Why America is having a rich man's recovery
Stores that cater to America's well-to-do see sales rise while those aimed at the middle class and lower struggle. Here's what that means to the U.S. economy and investors.
A rising tide is supposed to lift all boats.
In the Obama recovery, however, the high-end yachts are doing much better than the dinghies.
Recent shopping trends show that the wealthy are living it up again -- spending on expensive jewelry, luxury handbags, designer clothing and other high-end pleasures. But the recovery has done little to boost the spending of the average wage earners shopping at places such as Target (TGT.N).
The reasons for this dichotomy are fairly straightforward, reflecting overall trends in the economy:
* On the one hand, the U.S. is still out the 8 million jobs that vanished during the recession. One in six people is out of work, and many who have jobs are worried about losing them. Though job losses have hit every level, the wealthy have bigger cushions to fall back on.
* On the other hand, the stock market has rebounded sharply; it's up about 70% from the lows of a year ago. Driven by this, household net worth advanced $5.7 trillion from last March to $54.2 trillion at the end of last year. The benefits tilt strongly toward the wealthy, who have proportionally more of their money, and simply more money, invested.
America's cash registers show the impact of this as well as anything. Wealthier Americans feel confident enough that they've started shopping again, boosting sales at higher-end retailers such as Tiffany (TIF.N), Nordstrom (JWN.N) and Coach (COH.N).
Here's something else that helps the wealthy: Though hiring is scarce, executive bonuses are flowing, and they are definitely back on Wall Street after falling sharply in 2008. And sales at Tiffany's flagship store in New York City shot up 20% over the past holiday season.
Working middle-class families, meanwhile, remain antsy about spending. And sales at the places they generally shop, like J.C. Penney (JCP.N), Target, Wal-Mart Stores (WMT.N) and Macy's (M.N), continue to languish.
The bottom line: Although U.S. President Barack Obama's $800 billion stimulus package, along with the bank and auto-sector bailouts, were meant to lift the U.S. economy as a whole, the effects so far have been felt mostly by the wealthy. Obama is presiding over a rich man's economic rebound.
"There's definitely a recovery in the upper end -- you bet," says George Whalin, with Retail Management Consultants. "The affluent consumer is really more confident that the worst is over. The lower end is really suffering badly, and I don't see any great turnaround there at all."
Receipts don't lie
If you still need convincing that the U.S. is having a rich man's recovery, take a look deeper into shopping patterns over the past several months. Sales at stores open more than a year are the best measure of shopping trends because this strips out the effect of store openings, so that's the yardstick I use.

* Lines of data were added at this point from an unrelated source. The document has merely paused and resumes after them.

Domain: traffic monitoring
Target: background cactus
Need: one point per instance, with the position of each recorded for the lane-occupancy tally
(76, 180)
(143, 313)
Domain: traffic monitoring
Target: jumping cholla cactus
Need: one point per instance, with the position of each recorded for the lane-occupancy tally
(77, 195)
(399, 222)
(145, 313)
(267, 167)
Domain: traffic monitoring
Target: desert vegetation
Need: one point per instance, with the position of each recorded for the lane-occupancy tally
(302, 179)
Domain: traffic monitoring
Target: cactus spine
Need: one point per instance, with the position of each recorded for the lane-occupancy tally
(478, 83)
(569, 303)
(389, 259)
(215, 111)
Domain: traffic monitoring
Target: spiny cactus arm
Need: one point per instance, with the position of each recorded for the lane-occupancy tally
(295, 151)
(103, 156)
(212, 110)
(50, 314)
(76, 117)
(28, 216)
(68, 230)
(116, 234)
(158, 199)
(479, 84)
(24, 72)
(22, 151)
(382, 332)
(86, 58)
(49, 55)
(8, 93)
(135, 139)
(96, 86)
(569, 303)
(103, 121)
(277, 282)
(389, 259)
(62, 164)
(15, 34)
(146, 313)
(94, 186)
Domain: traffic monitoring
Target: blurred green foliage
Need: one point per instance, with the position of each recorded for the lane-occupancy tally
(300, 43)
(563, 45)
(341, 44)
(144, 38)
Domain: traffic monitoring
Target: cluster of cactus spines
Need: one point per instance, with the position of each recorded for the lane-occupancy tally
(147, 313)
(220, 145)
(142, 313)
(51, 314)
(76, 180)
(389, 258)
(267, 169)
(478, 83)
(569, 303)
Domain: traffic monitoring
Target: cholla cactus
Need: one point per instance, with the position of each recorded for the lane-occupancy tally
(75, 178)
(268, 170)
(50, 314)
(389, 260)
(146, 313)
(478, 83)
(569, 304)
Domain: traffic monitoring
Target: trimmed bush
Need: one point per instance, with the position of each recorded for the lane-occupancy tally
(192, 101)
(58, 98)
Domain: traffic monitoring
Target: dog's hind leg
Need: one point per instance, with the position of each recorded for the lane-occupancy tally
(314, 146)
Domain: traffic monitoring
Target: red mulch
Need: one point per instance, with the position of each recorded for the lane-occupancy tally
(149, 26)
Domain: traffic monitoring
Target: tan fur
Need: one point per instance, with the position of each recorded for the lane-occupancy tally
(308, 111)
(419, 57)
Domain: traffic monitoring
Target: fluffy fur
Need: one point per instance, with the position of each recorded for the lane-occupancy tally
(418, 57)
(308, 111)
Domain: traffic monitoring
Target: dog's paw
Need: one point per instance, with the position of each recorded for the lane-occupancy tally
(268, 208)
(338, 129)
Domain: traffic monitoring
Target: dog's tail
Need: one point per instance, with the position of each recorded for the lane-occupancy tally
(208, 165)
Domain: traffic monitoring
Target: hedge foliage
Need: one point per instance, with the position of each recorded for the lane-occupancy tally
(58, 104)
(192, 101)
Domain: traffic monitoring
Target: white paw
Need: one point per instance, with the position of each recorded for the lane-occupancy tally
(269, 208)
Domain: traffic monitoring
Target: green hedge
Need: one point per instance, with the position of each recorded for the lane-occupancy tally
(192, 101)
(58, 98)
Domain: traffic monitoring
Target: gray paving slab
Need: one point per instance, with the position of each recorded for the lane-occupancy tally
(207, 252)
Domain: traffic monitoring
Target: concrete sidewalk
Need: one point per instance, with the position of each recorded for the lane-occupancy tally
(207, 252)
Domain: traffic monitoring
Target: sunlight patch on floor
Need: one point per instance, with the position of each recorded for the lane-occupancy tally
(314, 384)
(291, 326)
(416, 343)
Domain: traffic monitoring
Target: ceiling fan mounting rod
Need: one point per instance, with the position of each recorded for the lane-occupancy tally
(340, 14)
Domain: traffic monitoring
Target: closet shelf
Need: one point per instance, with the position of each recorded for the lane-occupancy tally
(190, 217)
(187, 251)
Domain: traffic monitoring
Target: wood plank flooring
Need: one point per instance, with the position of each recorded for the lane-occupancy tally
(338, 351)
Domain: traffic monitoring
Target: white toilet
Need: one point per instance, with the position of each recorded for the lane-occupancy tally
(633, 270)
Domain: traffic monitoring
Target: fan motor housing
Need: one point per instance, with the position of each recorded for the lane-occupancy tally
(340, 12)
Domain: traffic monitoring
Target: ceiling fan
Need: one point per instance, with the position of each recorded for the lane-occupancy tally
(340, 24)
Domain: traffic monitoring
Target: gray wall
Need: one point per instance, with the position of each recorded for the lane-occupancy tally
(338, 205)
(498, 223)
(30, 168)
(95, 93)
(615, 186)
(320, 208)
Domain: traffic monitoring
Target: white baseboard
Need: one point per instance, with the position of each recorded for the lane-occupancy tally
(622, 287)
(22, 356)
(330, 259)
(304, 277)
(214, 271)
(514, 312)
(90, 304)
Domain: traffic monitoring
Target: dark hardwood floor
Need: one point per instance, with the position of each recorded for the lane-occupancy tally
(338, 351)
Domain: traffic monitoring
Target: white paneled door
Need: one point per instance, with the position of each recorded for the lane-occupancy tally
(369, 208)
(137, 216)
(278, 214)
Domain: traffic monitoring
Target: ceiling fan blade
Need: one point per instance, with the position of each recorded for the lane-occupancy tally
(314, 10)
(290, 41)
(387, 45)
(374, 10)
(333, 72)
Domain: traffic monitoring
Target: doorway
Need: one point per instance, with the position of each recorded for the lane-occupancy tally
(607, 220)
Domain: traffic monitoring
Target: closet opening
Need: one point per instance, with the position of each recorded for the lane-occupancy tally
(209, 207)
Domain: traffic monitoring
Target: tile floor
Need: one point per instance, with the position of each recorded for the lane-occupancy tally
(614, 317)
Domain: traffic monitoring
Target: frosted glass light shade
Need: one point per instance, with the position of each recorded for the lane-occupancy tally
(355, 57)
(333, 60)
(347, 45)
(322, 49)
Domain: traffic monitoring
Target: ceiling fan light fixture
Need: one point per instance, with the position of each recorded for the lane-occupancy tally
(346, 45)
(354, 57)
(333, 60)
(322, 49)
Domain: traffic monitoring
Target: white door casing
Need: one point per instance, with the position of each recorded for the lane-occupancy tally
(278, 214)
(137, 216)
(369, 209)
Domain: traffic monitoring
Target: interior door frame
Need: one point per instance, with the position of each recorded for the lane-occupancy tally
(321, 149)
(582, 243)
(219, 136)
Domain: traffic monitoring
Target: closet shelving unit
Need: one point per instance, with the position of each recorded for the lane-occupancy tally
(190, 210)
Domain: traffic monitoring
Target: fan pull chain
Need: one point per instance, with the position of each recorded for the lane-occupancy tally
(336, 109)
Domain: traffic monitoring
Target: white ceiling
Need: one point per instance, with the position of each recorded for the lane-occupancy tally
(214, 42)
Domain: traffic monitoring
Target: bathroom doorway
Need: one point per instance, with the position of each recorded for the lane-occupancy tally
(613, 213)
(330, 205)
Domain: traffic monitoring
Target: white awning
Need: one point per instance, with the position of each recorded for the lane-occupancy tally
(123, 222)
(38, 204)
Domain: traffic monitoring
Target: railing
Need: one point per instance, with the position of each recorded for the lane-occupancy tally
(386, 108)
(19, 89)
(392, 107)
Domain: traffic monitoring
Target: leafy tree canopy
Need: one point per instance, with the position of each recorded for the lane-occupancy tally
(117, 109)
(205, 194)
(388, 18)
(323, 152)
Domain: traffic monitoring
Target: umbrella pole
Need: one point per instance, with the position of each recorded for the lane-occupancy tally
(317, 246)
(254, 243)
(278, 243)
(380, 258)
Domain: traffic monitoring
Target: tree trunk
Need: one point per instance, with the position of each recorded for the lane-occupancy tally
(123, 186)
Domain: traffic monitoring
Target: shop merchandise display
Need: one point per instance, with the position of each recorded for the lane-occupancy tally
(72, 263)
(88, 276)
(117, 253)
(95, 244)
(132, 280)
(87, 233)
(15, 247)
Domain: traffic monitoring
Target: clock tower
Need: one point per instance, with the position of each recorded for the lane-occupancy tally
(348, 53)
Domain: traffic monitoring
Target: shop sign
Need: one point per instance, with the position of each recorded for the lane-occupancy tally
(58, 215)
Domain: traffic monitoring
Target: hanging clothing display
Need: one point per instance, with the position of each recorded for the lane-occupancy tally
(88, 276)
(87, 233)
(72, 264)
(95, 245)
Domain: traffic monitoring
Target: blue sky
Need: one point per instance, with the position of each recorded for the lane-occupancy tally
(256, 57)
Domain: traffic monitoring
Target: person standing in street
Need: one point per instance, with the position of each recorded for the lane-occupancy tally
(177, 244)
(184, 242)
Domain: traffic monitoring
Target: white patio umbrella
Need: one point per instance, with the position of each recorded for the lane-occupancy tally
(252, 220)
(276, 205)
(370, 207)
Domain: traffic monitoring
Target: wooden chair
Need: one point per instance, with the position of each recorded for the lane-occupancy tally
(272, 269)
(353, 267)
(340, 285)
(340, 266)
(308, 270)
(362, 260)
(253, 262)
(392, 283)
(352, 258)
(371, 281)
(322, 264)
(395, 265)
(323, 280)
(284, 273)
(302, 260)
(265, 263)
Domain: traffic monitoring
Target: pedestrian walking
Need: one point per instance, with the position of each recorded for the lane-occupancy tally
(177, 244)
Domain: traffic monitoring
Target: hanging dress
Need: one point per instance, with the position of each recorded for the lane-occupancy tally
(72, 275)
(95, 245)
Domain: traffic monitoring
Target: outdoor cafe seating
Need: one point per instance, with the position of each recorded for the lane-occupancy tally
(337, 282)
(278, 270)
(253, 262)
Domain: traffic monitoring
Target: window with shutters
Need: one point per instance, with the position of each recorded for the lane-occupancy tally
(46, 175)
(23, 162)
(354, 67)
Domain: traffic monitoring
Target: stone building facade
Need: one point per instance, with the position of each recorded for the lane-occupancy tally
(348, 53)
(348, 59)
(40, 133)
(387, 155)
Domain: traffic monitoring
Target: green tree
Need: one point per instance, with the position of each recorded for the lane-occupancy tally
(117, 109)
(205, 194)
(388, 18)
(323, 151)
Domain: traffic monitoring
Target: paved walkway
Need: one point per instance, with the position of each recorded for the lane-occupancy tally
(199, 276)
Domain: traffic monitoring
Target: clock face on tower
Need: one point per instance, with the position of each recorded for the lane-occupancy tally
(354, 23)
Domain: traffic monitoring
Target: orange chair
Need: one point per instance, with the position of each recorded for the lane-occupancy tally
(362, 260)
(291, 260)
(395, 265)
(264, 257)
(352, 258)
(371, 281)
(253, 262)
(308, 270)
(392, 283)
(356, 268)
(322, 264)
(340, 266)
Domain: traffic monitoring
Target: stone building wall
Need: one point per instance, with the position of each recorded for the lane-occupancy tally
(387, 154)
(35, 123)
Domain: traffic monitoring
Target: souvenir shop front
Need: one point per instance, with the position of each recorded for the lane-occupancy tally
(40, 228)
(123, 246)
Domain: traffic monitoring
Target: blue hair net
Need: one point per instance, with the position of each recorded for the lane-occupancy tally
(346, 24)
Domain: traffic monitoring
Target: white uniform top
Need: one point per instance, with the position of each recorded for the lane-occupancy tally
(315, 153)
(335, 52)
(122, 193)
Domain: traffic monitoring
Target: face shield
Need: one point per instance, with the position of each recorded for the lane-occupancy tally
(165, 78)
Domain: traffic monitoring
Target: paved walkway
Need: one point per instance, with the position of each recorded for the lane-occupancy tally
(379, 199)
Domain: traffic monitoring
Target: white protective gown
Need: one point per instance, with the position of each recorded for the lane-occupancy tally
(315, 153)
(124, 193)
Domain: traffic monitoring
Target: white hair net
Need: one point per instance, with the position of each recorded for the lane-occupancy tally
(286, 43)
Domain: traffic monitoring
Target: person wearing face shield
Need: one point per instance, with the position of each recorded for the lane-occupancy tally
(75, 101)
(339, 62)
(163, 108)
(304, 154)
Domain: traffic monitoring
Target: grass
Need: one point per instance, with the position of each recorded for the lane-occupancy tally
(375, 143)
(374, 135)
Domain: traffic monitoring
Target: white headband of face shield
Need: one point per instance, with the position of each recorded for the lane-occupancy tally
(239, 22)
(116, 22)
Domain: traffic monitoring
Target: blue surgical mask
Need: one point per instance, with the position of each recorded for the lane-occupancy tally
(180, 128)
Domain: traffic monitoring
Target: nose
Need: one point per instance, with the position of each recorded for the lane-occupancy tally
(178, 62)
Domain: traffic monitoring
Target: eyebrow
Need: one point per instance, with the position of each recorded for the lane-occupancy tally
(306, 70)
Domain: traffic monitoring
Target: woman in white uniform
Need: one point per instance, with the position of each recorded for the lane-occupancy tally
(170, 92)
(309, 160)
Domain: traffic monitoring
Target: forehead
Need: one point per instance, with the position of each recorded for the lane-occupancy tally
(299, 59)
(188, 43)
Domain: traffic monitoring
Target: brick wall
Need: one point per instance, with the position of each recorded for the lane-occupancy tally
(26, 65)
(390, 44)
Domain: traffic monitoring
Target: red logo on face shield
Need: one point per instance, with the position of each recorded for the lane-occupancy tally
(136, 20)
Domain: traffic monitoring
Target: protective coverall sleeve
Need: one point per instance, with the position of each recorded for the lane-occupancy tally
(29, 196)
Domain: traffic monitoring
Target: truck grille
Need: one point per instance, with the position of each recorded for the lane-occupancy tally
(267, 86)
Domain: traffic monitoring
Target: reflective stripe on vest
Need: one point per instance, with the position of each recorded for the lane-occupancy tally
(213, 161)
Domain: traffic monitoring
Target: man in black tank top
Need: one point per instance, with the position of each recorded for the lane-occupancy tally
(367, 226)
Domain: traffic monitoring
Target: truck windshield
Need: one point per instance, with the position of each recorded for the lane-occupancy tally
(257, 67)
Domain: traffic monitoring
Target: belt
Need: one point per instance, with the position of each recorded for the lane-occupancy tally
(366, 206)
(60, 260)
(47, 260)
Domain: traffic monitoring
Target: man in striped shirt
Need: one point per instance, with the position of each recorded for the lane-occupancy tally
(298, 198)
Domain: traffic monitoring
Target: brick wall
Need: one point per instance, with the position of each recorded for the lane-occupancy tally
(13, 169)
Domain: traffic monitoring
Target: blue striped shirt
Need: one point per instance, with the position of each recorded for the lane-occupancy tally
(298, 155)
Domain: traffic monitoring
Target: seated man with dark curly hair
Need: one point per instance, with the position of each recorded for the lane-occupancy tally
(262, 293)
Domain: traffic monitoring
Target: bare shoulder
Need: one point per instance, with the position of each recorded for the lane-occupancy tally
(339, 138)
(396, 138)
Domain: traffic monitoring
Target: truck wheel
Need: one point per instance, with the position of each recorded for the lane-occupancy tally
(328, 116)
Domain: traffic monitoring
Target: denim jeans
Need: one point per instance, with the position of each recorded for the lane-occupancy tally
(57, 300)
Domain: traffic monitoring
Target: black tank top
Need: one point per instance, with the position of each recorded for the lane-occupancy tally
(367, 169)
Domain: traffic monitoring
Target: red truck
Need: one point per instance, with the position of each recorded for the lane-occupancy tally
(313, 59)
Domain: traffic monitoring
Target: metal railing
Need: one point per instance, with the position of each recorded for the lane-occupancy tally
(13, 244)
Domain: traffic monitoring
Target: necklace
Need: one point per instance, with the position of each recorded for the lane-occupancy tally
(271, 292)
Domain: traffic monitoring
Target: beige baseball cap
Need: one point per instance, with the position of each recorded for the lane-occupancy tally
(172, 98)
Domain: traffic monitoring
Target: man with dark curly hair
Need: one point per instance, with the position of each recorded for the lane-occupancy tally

Longer-term sales numbers are for the most recent quarter for retailers; for most, the quarter ended with January. I've included February numbers when available.
Handbags are back
At Nordstrom, where shoppers can drop $2,500 on a variety of Versace New Couture handbags or $1,295 on a Burberry pleated trench coat, sales at stores open more than a year were up 10.3% in February. January was even better: Sales advanced 14%. Fourth-quarter sales increased 6.9% from a year earlier, driving earnings up 152% to 77 cents a share. All of this came despite Nordstrom's heavy exposure to economically hard-hit California.
At Coach, where handbags in a new line called Poppy typically go for $200 to $300 each but the pricier ones cost $500 or more, sales of handbags and accessories advanced 18% in the most recent quarter. Overall, North American sales were up 3%, doubling cash levels at the company to more $1.1 billion. This helped Coach buy back more shares, enriching shareholders even more.
In contrast, sales at Target, where handbags start at $8 and rarely run above $30, sales have barely budged, up 0.6% in the most recent quarter. Sales recovered a bit for a 2.4% gain in February. But tellingly, sales that month were strongest for food, household essentials and other basics. Spending on discretionary items such as apparel and decorative items for the home were flat or down in February.
"We expect progress to remain slow as consumers face historically high rates of unemployment and lack of access to consumer credit," Target chief Gregg Steinhafel said in his company's most recent conference call with investors.